Un soir, à New York, lors d'un match de tennis improvisé, Willy rencontre Eric.
Elle est joueuse professionnelle, battante et accrocheuse, il est tennisman dilettante mais étonnamment doué.
Entre eux, c'est le coup de foudre. Ils se marient. Et les difficultés commencent.

Car la douceur des débuts dans l'Upper West Side fait bientôt place à la compétition. Une rivalité professionnelle et amoureuse acharnée, jusqu'à l'ultime balle de match, ce moment décisif où aucune faute n'est plus permise et où Willy aura à faire un choix crucial.

 

 

ma note :    ☻☻☻☻☻☻

 

 

mon avis :

 

Malgré une bonne note, je dois bien avouer avoir un avis un peu mitigé.

Commençons par le négatif qui se résume surtout à quelques longueurs et à un côté un peu (trop) répétitif. Le tennis est trop présent ce qui fait passer la psychologie des personnages au second plan, et quand on est pas fan de tennis, cela rebute un peu.

Les personnages, quant à eux, ne sont pas franchement attachants et paraissent parfois un peu fade malheureusement. Etant donné le contexte du livre, il est également assez difficile de s'identifier à eux.

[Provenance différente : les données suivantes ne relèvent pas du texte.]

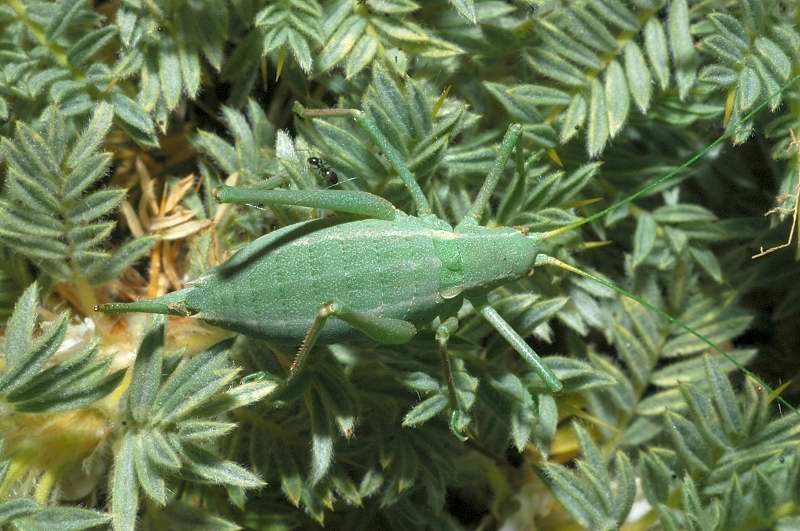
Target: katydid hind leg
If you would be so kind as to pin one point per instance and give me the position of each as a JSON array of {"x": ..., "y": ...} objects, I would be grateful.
[
  {"x": 345, "y": 201},
  {"x": 458, "y": 415},
  {"x": 381, "y": 329},
  {"x": 516, "y": 341}
]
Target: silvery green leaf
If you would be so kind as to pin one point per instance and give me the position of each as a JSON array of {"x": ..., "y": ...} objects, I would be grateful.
[
  {"x": 28, "y": 365},
  {"x": 16, "y": 508},
  {"x": 361, "y": 55},
  {"x": 551, "y": 65},
  {"x": 203, "y": 430},
  {"x": 123, "y": 258},
  {"x": 148, "y": 475},
  {"x": 574, "y": 118},
  {"x": 67, "y": 13},
  {"x": 716, "y": 332},
  {"x": 169, "y": 71},
  {"x": 644, "y": 238},
  {"x": 572, "y": 493},
  {"x": 66, "y": 518},
  {"x": 93, "y": 135},
  {"x": 540, "y": 94},
  {"x": 466, "y": 8},
  {"x": 218, "y": 471},
  {"x": 96, "y": 205},
  {"x": 638, "y": 75},
  {"x": 90, "y": 44},
  {"x": 301, "y": 51},
  {"x": 180, "y": 516},
  {"x": 200, "y": 374},
  {"x": 133, "y": 116},
  {"x": 616, "y": 97},
  {"x": 544, "y": 431},
  {"x": 19, "y": 328},
  {"x": 340, "y": 398},
  {"x": 693, "y": 369},
  {"x": 682, "y": 46},
  {"x": 322, "y": 451},
  {"x": 597, "y": 132},
  {"x": 124, "y": 486},
  {"x": 159, "y": 452},
  {"x": 341, "y": 42},
  {"x": 725, "y": 399},
  {"x": 146, "y": 376},
  {"x": 656, "y": 478},
  {"x": 683, "y": 213},
  {"x": 425, "y": 410},
  {"x": 748, "y": 90},
  {"x": 655, "y": 41}
]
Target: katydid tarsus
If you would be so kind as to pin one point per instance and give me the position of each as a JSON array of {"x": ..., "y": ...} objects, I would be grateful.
[{"x": 385, "y": 275}]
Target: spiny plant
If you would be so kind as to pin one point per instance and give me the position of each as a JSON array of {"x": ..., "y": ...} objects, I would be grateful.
[{"x": 120, "y": 119}]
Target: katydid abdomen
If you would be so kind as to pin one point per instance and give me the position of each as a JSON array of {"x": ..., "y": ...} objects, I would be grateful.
[{"x": 274, "y": 287}]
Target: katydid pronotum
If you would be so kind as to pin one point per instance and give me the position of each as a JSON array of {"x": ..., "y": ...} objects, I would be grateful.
[{"x": 385, "y": 275}]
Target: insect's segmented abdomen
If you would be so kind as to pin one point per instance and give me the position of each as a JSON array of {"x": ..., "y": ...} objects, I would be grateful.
[{"x": 280, "y": 282}]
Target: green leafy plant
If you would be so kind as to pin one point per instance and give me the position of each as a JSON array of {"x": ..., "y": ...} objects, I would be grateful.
[{"x": 120, "y": 119}]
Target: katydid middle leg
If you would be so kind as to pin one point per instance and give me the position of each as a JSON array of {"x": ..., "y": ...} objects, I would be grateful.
[
  {"x": 384, "y": 330},
  {"x": 443, "y": 333}
]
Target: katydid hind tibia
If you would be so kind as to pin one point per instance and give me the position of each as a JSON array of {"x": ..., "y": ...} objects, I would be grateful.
[{"x": 384, "y": 276}]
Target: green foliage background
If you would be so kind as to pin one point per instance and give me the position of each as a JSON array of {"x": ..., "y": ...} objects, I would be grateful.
[{"x": 129, "y": 422}]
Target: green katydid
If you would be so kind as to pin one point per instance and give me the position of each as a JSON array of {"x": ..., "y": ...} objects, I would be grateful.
[{"x": 384, "y": 276}]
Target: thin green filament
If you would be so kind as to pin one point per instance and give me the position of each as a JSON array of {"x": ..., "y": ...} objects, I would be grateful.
[
  {"x": 549, "y": 260},
  {"x": 672, "y": 174}
]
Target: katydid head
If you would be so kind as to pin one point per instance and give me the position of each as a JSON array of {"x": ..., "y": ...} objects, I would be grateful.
[{"x": 493, "y": 256}]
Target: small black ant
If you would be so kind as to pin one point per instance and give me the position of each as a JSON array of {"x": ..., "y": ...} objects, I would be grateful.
[{"x": 324, "y": 170}]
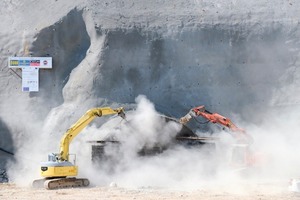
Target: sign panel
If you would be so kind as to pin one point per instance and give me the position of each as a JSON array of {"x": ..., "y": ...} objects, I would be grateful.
[
  {"x": 37, "y": 62},
  {"x": 30, "y": 79}
]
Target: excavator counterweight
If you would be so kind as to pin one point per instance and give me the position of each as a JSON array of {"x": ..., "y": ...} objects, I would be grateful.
[{"x": 58, "y": 171}]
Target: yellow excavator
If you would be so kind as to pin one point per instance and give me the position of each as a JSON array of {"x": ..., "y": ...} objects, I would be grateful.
[{"x": 59, "y": 172}]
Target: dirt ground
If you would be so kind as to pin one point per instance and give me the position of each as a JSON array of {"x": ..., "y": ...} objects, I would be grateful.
[{"x": 264, "y": 191}]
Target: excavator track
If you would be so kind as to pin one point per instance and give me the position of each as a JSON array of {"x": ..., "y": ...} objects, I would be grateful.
[
  {"x": 59, "y": 183},
  {"x": 66, "y": 183}
]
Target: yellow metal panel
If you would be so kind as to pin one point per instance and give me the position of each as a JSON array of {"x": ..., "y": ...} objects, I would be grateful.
[{"x": 58, "y": 171}]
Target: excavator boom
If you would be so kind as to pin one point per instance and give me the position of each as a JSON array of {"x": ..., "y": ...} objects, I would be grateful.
[
  {"x": 59, "y": 172},
  {"x": 238, "y": 133}
]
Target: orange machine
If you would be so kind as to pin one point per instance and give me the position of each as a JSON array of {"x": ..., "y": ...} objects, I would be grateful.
[{"x": 240, "y": 134}]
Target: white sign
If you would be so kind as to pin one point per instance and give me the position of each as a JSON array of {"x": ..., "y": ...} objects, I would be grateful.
[
  {"x": 36, "y": 62},
  {"x": 30, "y": 79}
]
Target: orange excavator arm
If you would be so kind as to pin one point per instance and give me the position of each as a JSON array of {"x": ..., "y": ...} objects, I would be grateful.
[{"x": 238, "y": 133}]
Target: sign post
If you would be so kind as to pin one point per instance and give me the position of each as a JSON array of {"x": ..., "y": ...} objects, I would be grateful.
[{"x": 30, "y": 70}]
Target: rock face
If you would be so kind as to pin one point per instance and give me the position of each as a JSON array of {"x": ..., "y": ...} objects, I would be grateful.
[{"x": 235, "y": 57}]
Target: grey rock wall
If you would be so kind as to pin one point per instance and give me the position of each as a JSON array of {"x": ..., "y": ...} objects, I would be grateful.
[{"x": 234, "y": 57}]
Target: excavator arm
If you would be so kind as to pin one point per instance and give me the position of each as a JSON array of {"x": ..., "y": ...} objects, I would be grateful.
[
  {"x": 81, "y": 123},
  {"x": 238, "y": 133},
  {"x": 59, "y": 172}
]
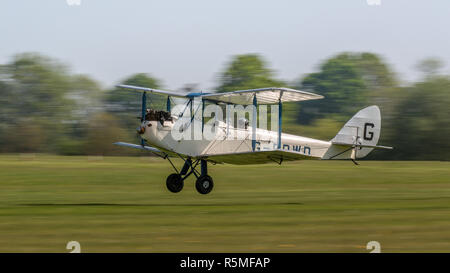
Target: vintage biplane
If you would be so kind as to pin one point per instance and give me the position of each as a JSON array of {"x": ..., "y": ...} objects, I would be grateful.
[{"x": 356, "y": 139}]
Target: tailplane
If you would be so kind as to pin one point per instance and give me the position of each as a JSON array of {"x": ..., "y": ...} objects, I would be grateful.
[{"x": 358, "y": 137}]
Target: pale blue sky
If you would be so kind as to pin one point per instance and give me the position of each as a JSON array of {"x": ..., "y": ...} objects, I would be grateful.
[{"x": 190, "y": 41}]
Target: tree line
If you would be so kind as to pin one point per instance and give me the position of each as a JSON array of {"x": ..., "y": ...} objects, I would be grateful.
[{"x": 47, "y": 109}]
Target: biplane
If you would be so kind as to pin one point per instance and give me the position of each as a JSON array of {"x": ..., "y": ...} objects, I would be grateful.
[{"x": 357, "y": 138}]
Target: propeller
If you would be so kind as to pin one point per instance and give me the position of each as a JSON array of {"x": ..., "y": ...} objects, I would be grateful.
[{"x": 143, "y": 112}]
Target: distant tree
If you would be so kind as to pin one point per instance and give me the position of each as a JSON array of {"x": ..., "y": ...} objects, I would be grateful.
[
  {"x": 346, "y": 81},
  {"x": 246, "y": 72},
  {"x": 430, "y": 66},
  {"x": 421, "y": 122},
  {"x": 103, "y": 130}
]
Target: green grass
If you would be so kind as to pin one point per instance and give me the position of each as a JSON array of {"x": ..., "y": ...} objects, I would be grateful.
[{"x": 120, "y": 204}]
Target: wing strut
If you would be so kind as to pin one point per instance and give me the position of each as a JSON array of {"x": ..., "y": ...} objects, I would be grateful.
[
  {"x": 280, "y": 119},
  {"x": 144, "y": 111},
  {"x": 254, "y": 122}
]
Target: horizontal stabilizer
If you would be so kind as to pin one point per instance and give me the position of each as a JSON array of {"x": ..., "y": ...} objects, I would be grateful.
[
  {"x": 363, "y": 145},
  {"x": 140, "y": 147}
]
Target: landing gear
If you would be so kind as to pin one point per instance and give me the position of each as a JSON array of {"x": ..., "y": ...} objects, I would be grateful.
[
  {"x": 204, "y": 183},
  {"x": 174, "y": 183}
]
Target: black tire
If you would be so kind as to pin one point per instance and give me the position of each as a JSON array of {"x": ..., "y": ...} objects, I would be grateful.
[
  {"x": 204, "y": 184},
  {"x": 174, "y": 183}
]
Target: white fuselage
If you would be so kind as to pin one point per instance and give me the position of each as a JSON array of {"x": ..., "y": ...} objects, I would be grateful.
[{"x": 224, "y": 140}]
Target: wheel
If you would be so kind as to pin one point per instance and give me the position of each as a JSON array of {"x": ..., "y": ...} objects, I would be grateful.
[
  {"x": 204, "y": 184},
  {"x": 174, "y": 183}
]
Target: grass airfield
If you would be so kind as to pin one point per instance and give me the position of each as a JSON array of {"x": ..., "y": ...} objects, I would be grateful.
[{"x": 120, "y": 204}]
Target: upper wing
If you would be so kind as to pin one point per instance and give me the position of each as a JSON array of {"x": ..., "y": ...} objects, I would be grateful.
[
  {"x": 269, "y": 95},
  {"x": 151, "y": 90},
  {"x": 257, "y": 157}
]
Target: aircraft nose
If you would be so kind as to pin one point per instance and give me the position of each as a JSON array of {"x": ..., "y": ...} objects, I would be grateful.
[{"x": 141, "y": 130}]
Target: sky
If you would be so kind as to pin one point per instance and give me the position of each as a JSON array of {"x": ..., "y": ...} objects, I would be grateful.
[{"x": 190, "y": 42}]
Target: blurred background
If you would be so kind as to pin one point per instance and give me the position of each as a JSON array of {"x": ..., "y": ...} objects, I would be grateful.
[{"x": 60, "y": 61}]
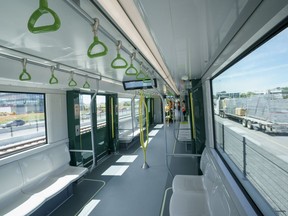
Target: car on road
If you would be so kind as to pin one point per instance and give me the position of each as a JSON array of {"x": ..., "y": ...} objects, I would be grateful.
[{"x": 17, "y": 122}]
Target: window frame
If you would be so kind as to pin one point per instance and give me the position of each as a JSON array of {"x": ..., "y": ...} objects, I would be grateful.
[
  {"x": 245, "y": 186},
  {"x": 14, "y": 152}
]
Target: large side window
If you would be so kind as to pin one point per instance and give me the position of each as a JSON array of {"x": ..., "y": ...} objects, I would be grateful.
[
  {"x": 85, "y": 120},
  {"x": 101, "y": 110},
  {"x": 125, "y": 118},
  {"x": 22, "y": 121},
  {"x": 251, "y": 122}
]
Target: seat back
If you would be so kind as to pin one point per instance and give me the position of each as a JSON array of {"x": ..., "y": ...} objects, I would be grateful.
[
  {"x": 11, "y": 180},
  {"x": 35, "y": 168}
]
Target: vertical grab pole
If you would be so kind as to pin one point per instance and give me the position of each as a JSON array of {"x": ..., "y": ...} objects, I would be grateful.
[
  {"x": 165, "y": 129},
  {"x": 133, "y": 113},
  {"x": 92, "y": 130}
]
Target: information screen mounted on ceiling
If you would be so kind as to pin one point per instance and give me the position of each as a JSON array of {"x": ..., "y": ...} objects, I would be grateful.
[{"x": 139, "y": 84}]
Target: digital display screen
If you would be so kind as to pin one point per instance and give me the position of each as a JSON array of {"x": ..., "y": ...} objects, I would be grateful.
[{"x": 139, "y": 84}]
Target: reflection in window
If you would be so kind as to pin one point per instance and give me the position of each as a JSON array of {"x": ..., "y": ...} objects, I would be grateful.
[
  {"x": 251, "y": 120},
  {"x": 85, "y": 120},
  {"x": 22, "y": 121},
  {"x": 101, "y": 110}
]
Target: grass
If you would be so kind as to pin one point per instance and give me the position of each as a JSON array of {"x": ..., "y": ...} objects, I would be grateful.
[{"x": 25, "y": 117}]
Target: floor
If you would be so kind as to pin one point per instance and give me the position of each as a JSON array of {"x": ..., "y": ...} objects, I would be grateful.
[{"x": 132, "y": 190}]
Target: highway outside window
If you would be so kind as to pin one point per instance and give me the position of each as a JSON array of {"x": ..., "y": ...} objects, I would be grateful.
[
  {"x": 22, "y": 121},
  {"x": 85, "y": 120},
  {"x": 251, "y": 122}
]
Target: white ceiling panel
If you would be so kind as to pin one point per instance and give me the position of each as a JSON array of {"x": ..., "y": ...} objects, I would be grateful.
[{"x": 68, "y": 45}]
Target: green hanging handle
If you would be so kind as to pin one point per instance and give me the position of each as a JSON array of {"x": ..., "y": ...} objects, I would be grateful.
[
  {"x": 72, "y": 82},
  {"x": 131, "y": 70},
  {"x": 53, "y": 79},
  {"x": 86, "y": 84},
  {"x": 43, "y": 9},
  {"x": 24, "y": 76},
  {"x": 118, "y": 59},
  {"x": 96, "y": 42},
  {"x": 141, "y": 75}
]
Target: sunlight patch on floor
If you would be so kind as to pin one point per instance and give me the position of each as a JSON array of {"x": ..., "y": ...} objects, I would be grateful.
[{"x": 115, "y": 170}]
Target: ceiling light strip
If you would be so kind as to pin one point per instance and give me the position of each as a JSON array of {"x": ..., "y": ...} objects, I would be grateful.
[{"x": 56, "y": 64}]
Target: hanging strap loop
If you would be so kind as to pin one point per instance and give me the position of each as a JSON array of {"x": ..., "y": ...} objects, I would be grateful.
[
  {"x": 131, "y": 70},
  {"x": 72, "y": 82},
  {"x": 24, "y": 76},
  {"x": 53, "y": 79},
  {"x": 96, "y": 42},
  {"x": 119, "y": 62},
  {"x": 86, "y": 84},
  {"x": 141, "y": 75},
  {"x": 43, "y": 9}
]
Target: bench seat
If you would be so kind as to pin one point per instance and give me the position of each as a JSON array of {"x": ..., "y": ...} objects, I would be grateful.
[
  {"x": 190, "y": 203},
  {"x": 27, "y": 183},
  {"x": 201, "y": 195}
]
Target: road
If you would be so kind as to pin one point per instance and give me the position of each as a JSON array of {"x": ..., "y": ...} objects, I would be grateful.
[
  {"x": 273, "y": 143},
  {"x": 266, "y": 157}
]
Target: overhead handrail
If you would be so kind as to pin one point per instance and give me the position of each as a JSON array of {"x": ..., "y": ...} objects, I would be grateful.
[
  {"x": 72, "y": 82},
  {"x": 53, "y": 79},
  {"x": 96, "y": 42},
  {"x": 119, "y": 62},
  {"x": 131, "y": 70},
  {"x": 24, "y": 76},
  {"x": 43, "y": 9},
  {"x": 86, "y": 84}
]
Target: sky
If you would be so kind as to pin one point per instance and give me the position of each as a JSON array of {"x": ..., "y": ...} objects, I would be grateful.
[{"x": 265, "y": 68}]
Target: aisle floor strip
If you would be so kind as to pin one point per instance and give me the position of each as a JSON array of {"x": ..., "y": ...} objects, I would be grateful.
[
  {"x": 159, "y": 126},
  {"x": 153, "y": 132},
  {"x": 127, "y": 159},
  {"x": 89, "y": 207},
  {"x": 115, "y": 170}
]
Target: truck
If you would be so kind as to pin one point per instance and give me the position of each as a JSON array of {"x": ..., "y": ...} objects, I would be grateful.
[{"x": 263, "y": 112}]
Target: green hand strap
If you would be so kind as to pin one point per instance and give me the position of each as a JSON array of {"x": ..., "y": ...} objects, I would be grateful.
[
  {"x": 96, "y": 42},
  {"x": 43, "y": 9},
  {"x": 53, "y": 79},
  {"x": 119, "y": 62},
  {"x": 72, "y": 82},
  {"x": 131, "y": 70},
  {"x": 86, "y": 84},
  {"x": 24, "y": 76}
]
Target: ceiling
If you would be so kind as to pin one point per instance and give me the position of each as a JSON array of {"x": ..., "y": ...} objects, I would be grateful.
[
  {"x": 184, "y": 38},
  {"x": 189, "y": 33}
]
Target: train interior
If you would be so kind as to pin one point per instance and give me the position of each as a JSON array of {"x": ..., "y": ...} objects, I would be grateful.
[{"x": 133, "y": 107}]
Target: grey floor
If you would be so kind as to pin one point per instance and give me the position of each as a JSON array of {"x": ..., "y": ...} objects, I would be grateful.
[{"x": 138, "y": 191}]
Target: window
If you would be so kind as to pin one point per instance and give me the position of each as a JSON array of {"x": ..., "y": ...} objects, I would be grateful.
[
  {"x": 101, "y": 110},
  {"x": 125, "y": 119},
  {"x": 85, "y": 120},
  {"x": 22, "y": 121},
  {"x": 251, "y": 122}
]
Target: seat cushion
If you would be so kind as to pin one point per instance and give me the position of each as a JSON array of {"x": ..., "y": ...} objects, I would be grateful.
[
  {"x": 188, "y": 183},
  {"x": 187, "y": 203}
]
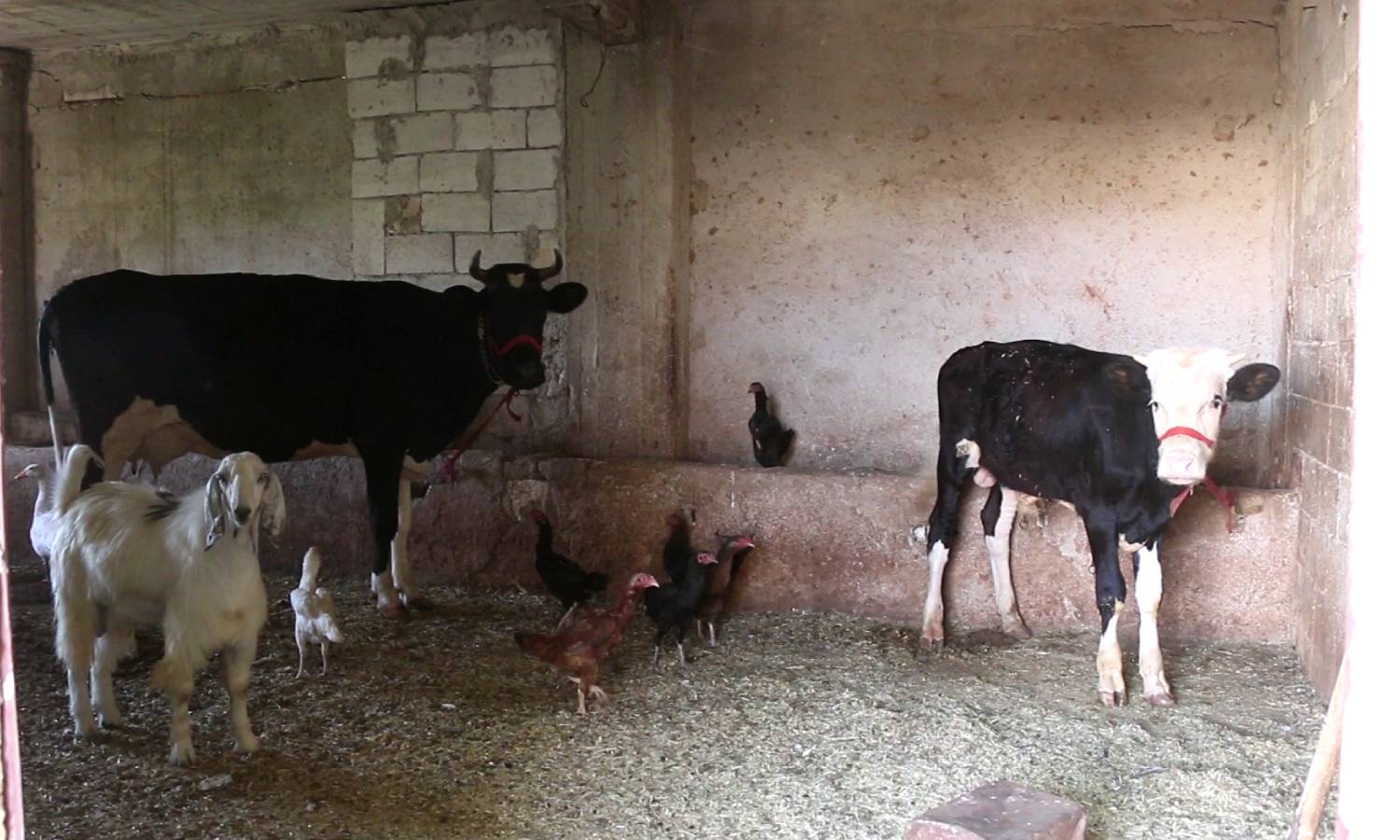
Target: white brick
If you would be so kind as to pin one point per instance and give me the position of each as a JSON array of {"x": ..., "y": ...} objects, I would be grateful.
[
  {"x": 367, "y": 220},
  {"x": 515, "y": 212},
  {"x": 364, "y": 140},
  {"x": 511, "y": 47},
  {"x": 448, "y": 91},
  {"x": 450, "y": 53},
  {"x": 422, "y": 132},
  {"x": 545, "y": 128},
  {"x": 375, "y": 97},
  {"x": 420, "y": 254},
  {"x": 498, "y": 129},
  {"x": 399, "y": 176},
  {"x": 455, "y": 212},
  {"x": 495, "y": 248},
  {"x": 451, "y": 171},
  {"x": 367, "y": 58},
  {"x": 524, "y": 87},
  {"x": 534, "y": 168}
]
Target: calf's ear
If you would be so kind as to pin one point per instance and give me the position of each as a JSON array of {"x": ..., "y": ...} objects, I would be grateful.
[
  {"x": 1127, "y": 381},
  {"x": 566, "y": 297},
  {"x": 1252, "y": 383}
]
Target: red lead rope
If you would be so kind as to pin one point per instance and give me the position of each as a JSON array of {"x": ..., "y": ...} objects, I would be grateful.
[{"x": 461, "y": 445}]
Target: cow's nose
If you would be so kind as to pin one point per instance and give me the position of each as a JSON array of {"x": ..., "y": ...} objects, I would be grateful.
[{"x": 1181, "y": 468}]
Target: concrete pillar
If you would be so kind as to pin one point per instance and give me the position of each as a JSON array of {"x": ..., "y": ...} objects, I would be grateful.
[
  {"x": 629, "y": 240},
  {"x": 17, "y": 311},
  {"x": 1371, "y": 728}
]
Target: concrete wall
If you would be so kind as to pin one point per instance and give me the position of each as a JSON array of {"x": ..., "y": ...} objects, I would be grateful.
[
  {"x": 16, "y": 287},
  {"x": 1319, "y": 42},
  {"x": 878, "y": 184},
  {"x": 828, "y": 542}
]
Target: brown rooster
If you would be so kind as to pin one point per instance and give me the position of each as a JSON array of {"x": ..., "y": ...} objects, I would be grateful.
[
  {"x": 721, "y": 593},
  {"x": 584, "y": 638}
]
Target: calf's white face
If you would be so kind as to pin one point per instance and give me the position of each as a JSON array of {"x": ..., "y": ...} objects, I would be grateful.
[{"x": 1189, "y": 394}]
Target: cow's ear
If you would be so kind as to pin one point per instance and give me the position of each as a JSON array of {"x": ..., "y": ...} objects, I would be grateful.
[
  {"x": 566, "y": 297},
  {"x": 1252, "y": 381},
  {"x": 1128, "y": 381}
]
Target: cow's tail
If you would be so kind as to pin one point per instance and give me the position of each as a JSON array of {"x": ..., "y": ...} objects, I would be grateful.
[
  {"x": 69, "y": 482},
  {"x": 47, "y": 344}
]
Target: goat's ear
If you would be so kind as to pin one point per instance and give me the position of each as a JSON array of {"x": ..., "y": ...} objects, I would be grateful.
[
  {"x": 273, "y": 506},
  {"x": 215, "y": 506}
]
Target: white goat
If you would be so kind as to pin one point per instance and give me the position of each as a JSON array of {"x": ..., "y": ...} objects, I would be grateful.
[
  {"x": 42, "y": 524},
  {"x": 128, "y": 556},
  {"x": 315, "y": 612}
]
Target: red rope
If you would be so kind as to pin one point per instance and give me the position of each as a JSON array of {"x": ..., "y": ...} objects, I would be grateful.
[{"x": 464, "y": 444}]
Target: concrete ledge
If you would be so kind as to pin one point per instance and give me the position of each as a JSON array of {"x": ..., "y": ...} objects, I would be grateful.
[{"x": 826, "y": 540}]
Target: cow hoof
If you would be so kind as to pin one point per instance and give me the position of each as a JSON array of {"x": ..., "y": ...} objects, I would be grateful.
[
  {"x": 1113, "y": 699},
  {"x": 392, "y": 609},
  {"x": 419, "y": 602},
  {"x": 1162, "y": 699},
  {"x": 1015, "y": 629},
  {"x": 927, "y": 649}
]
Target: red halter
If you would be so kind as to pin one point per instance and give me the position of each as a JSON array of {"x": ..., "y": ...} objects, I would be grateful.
[{"x": 1187, "y": 431}]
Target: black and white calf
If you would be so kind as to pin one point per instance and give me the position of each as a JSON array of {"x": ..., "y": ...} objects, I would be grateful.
[
  {"x": 1120, "y": 439},
  {"x": 294, "y": 367}
]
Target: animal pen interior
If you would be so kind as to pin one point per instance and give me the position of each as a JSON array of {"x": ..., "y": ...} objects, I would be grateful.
[{"x": 828, "y": 198}]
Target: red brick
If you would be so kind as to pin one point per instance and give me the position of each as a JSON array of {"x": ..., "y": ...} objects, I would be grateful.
[{"x": 1001, "y": 811}]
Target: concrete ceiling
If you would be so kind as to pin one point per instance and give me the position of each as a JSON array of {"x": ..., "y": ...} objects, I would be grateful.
[{"x": 59, "y": 24}]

Pour le positif : la plume de Lionel Shriver qui fait énormément. Le personnage de Willy car même si on ne s'identifie pas à elle et qu'elle est parfois agaçante, on parvient à la comprendre (enfin tout du moins une partie de ses réactions... pour le reste il faudrait être comme elle dévoré par une passion sportive ou qui engendre un même esprit de compétition). Mais aussi, derrière le tennis, cette étude sur l'ambition, le mariage, le sacrifice (ou le non-sacrifice) et sa limite.

 

En bref : L'écriture de Lionel Shriver est encore une fois efficace même si je regrette qu'elle paraisse moins acérée, trop absorbée par le tennis.